This is using a new feature called Bicep extensibility, which allows me to import types other than Azure. So here I'm doing import Kubernetes, I'm passing in the cube config from my Azure Kubernetes service cluster, which is being passed in as a parameter, and I'm setting up that default name space. And now just like before, creating a new resource, this time I'm calling it backend deployment.
And look, all of the resources now are Kubernetes types instead of Azure. I have Damon sets, deployments, replica sets, everything that I need. I'm gonna be selecting deployment, creating a new resource definition here, and the same exact tooling experience, which you're familiar with in leveraging as part of your infrastructure, you can now leverage as part of your Kubernetes objects. So I'm selecting those required properties, filling out the name for my metadata, and I can also go in and set all of the optional parameters such as labels, annotations, the name space.
And this is where I can begin setting up things like my app label. I can go in and now specify the spec. Again, leveraging those required properties. So I no longer need to have multiple languages, multiple experiences with all of those different scripts that connect everything together. It's all Bicep, and I can easily pass in parameters as I need them with the same experience. Here on under annotations, I'm gonna be adding in the three Dapr annotations for enabling it, specifying the app ID and specifying the app port, and this is how you can add Dapr into any Kubernetes deployment.
And now I also need to specify that container image that we just built for our backend. So here I'm specifying the name of my container backend, and I can use all of that rich Bicep tooling to build a image path, which is customized based on my container registry. It's customized with the tag, so that way I can create a generalized template, which I can reuse not just in my production environment, but also running in pre-production and canary and as I scale out into more and more environments.

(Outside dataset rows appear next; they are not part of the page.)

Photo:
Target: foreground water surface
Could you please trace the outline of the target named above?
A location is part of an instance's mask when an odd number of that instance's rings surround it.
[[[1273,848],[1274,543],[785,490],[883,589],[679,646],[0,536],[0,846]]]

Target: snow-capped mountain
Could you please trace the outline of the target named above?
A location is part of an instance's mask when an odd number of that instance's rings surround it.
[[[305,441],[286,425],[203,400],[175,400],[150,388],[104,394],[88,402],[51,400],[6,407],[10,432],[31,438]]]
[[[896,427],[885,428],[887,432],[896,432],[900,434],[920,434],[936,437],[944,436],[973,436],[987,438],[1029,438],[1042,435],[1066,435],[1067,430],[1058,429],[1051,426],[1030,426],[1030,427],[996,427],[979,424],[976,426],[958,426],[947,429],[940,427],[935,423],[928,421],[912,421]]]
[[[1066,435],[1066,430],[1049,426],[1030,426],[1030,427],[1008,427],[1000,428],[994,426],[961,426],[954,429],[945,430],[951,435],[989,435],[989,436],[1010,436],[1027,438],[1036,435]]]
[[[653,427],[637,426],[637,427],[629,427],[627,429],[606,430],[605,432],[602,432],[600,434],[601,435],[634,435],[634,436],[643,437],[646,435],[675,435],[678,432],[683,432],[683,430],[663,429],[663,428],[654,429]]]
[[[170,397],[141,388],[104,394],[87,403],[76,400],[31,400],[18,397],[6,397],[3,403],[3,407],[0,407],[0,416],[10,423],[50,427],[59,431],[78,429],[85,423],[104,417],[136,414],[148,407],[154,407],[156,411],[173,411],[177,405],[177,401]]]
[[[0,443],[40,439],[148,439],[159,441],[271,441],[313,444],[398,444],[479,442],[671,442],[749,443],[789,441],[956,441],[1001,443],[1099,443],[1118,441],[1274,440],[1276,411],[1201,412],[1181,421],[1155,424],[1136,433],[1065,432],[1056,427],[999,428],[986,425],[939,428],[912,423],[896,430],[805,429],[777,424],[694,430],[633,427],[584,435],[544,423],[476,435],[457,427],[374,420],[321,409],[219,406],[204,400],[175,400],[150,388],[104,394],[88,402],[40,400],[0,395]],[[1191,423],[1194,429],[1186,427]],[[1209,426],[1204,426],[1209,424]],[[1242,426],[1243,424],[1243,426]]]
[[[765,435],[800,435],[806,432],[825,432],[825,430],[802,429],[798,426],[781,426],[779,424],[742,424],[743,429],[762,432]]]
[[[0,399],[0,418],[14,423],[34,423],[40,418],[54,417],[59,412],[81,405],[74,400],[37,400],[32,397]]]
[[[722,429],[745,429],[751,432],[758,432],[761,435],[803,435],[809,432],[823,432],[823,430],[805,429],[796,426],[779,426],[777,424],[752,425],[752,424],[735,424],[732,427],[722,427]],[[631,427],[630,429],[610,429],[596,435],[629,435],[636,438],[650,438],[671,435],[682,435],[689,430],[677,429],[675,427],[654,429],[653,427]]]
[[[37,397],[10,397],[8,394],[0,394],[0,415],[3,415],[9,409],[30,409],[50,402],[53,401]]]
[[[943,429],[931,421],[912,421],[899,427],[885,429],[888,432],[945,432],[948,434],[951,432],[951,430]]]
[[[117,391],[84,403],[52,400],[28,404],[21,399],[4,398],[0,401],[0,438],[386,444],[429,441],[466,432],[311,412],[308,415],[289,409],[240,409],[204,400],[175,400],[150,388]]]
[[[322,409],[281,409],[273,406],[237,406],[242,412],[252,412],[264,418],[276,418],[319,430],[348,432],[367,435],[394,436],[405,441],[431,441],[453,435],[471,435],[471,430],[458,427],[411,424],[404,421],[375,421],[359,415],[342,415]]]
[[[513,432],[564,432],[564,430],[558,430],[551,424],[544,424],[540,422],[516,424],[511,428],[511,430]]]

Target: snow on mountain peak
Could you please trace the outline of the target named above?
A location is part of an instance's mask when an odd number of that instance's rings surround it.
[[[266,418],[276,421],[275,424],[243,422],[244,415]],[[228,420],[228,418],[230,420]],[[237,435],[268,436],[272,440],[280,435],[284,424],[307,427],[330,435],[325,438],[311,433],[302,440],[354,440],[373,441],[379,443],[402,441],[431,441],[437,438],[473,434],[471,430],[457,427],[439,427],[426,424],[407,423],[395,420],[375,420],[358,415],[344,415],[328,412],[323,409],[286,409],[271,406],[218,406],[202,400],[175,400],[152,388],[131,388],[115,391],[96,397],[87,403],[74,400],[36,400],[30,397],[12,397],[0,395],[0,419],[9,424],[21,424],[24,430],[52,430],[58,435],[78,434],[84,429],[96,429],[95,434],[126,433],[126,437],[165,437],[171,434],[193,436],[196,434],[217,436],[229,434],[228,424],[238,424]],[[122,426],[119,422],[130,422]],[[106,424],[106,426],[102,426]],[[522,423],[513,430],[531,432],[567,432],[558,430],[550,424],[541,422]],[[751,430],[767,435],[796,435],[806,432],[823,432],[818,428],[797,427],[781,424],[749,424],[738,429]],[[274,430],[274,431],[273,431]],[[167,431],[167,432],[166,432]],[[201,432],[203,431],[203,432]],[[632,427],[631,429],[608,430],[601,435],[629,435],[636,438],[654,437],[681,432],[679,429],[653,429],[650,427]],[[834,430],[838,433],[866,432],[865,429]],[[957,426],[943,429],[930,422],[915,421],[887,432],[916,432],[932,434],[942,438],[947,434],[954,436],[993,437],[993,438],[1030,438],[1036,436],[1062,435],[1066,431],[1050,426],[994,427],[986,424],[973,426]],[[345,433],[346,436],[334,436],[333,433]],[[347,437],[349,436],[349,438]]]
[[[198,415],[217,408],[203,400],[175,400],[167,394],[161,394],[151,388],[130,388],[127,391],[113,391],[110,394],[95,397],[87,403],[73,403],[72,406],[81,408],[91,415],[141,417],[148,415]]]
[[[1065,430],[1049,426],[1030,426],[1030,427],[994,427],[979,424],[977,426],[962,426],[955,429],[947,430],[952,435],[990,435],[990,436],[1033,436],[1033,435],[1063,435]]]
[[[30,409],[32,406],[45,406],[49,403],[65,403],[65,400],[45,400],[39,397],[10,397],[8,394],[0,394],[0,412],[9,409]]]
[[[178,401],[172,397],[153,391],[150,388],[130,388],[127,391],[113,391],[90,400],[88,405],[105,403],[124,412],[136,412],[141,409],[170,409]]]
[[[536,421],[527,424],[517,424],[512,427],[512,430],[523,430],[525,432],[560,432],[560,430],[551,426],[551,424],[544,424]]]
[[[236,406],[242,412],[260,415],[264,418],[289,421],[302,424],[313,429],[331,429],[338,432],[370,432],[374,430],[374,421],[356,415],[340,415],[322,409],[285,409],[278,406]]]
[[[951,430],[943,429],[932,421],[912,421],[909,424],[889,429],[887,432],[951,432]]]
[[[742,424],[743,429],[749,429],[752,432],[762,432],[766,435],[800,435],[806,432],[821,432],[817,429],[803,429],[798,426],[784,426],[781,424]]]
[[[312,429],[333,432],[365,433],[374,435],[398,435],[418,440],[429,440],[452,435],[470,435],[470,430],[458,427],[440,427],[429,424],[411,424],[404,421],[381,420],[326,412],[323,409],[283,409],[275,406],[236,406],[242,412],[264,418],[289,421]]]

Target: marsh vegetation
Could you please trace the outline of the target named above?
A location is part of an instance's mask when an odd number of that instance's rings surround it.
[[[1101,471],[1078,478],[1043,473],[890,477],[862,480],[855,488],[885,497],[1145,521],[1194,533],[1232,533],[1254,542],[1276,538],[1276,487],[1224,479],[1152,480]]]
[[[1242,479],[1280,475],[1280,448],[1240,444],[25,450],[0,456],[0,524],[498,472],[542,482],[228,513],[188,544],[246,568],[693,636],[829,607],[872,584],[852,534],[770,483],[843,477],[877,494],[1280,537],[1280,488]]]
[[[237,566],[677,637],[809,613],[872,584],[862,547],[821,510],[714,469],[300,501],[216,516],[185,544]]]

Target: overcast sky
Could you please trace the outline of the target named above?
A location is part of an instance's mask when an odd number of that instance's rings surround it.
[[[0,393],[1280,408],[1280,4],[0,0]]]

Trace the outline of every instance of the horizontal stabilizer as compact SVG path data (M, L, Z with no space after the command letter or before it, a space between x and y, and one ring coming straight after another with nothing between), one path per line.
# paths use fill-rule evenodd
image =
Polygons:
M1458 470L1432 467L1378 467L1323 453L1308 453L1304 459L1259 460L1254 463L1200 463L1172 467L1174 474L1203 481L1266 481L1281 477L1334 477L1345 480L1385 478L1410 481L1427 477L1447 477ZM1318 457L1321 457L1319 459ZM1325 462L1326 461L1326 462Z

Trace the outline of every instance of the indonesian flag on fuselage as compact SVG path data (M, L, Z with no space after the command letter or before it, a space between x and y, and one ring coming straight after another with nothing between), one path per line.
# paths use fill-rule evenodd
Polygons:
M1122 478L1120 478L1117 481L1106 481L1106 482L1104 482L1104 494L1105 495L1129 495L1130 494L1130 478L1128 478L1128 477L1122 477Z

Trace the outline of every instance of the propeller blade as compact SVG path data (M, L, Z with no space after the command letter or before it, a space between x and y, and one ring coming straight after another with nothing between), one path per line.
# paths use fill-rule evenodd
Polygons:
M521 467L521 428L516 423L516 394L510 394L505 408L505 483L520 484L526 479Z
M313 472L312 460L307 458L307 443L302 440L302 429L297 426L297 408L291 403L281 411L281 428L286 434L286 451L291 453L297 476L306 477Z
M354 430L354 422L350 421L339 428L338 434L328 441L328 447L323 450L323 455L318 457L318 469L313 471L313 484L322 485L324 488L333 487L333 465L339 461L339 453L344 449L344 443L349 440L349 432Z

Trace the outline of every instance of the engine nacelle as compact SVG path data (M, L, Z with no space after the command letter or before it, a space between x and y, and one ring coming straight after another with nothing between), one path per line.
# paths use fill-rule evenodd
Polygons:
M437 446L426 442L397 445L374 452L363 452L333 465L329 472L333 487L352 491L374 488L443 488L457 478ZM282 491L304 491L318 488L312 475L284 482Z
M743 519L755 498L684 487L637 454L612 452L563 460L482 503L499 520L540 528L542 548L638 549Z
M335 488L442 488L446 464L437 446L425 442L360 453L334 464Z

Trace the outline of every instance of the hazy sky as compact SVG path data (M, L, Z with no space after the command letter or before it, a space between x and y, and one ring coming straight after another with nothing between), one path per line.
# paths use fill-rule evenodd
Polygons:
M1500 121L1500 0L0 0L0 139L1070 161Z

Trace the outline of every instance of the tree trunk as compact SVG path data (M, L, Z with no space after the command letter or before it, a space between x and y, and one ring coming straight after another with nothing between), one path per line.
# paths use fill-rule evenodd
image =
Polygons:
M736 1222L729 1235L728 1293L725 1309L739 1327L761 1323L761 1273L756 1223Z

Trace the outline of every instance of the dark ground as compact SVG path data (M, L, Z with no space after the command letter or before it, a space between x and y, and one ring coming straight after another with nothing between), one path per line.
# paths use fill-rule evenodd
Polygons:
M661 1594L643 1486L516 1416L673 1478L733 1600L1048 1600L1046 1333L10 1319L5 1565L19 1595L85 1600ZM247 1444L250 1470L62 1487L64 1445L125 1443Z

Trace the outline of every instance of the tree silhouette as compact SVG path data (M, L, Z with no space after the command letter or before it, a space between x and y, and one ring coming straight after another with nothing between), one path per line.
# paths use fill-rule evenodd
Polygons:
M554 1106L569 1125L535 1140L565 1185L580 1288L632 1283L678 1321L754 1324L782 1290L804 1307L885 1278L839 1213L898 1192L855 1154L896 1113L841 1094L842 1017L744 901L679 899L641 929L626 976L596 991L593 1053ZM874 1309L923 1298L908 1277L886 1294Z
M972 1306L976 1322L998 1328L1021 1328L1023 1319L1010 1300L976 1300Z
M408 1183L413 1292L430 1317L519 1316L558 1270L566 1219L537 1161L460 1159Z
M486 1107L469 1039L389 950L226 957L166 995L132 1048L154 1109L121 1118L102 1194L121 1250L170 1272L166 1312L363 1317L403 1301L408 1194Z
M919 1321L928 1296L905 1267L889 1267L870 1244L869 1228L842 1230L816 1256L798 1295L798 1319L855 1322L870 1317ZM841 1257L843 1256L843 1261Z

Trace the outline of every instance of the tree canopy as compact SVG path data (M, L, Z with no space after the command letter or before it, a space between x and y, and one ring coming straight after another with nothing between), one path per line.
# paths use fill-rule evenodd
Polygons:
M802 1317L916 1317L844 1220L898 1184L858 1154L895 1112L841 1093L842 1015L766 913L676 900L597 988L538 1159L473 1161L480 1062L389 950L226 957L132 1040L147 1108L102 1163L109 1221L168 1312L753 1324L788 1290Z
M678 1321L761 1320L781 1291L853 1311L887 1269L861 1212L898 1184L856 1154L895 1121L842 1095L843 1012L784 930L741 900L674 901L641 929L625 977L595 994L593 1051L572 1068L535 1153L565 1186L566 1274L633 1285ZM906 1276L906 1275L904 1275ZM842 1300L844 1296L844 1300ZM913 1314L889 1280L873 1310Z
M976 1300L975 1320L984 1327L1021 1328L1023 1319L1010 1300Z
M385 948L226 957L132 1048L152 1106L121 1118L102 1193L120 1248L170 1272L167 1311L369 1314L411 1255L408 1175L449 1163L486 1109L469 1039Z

So here's how easy it is in Bicep to set all of that up for you. So just like that, we've now set up our backend as a Kubernetes deployment, and I can now get this deployed onto my AKS cluster. Let's also get that saved and take a look at our front-end definition as well, because for my front-end, I also wanna make this exposed to users. So if I switch over to that, we have the same import Kubernetes statement, as we just were using before. I have my deployment for my front-end, but I also have now modeled my service as well, opening up port 80 and targeting my front-end deployment. So let's go ahead and get that staged and committed and pushed up into my pet spotter repository.
And now that CICD pipeline that we were looking at before, we will now go ahead and deploy this into my AKs cluster. But now let's talk a little bit more about infrastructure, because when I was running locally, I was using a Redis container, but now that I'm running in Azure, I wanna leverage scalable production-ready resources. So here I have Cosmos DB set up as my state store. I have Azure Service bus set up as my pub/sub, and I'm gonna be using a Azure blob storage set up to upload my pet images. So you can see how we've now just swapped out those Dapr components with zero code rewrites. I didn't need to change anything about my front-end or backend.
Dapr takes care of all of that resource swapping for me, where I just specify what cloud resources I want to use. So if we pop back into our Pet Spotter app, now running on top of AKS, I can fill out the same form as before. I've unfortunately lost my dog, Winnie, the Nova Scotia retriever, with the email address that I want to get notified at.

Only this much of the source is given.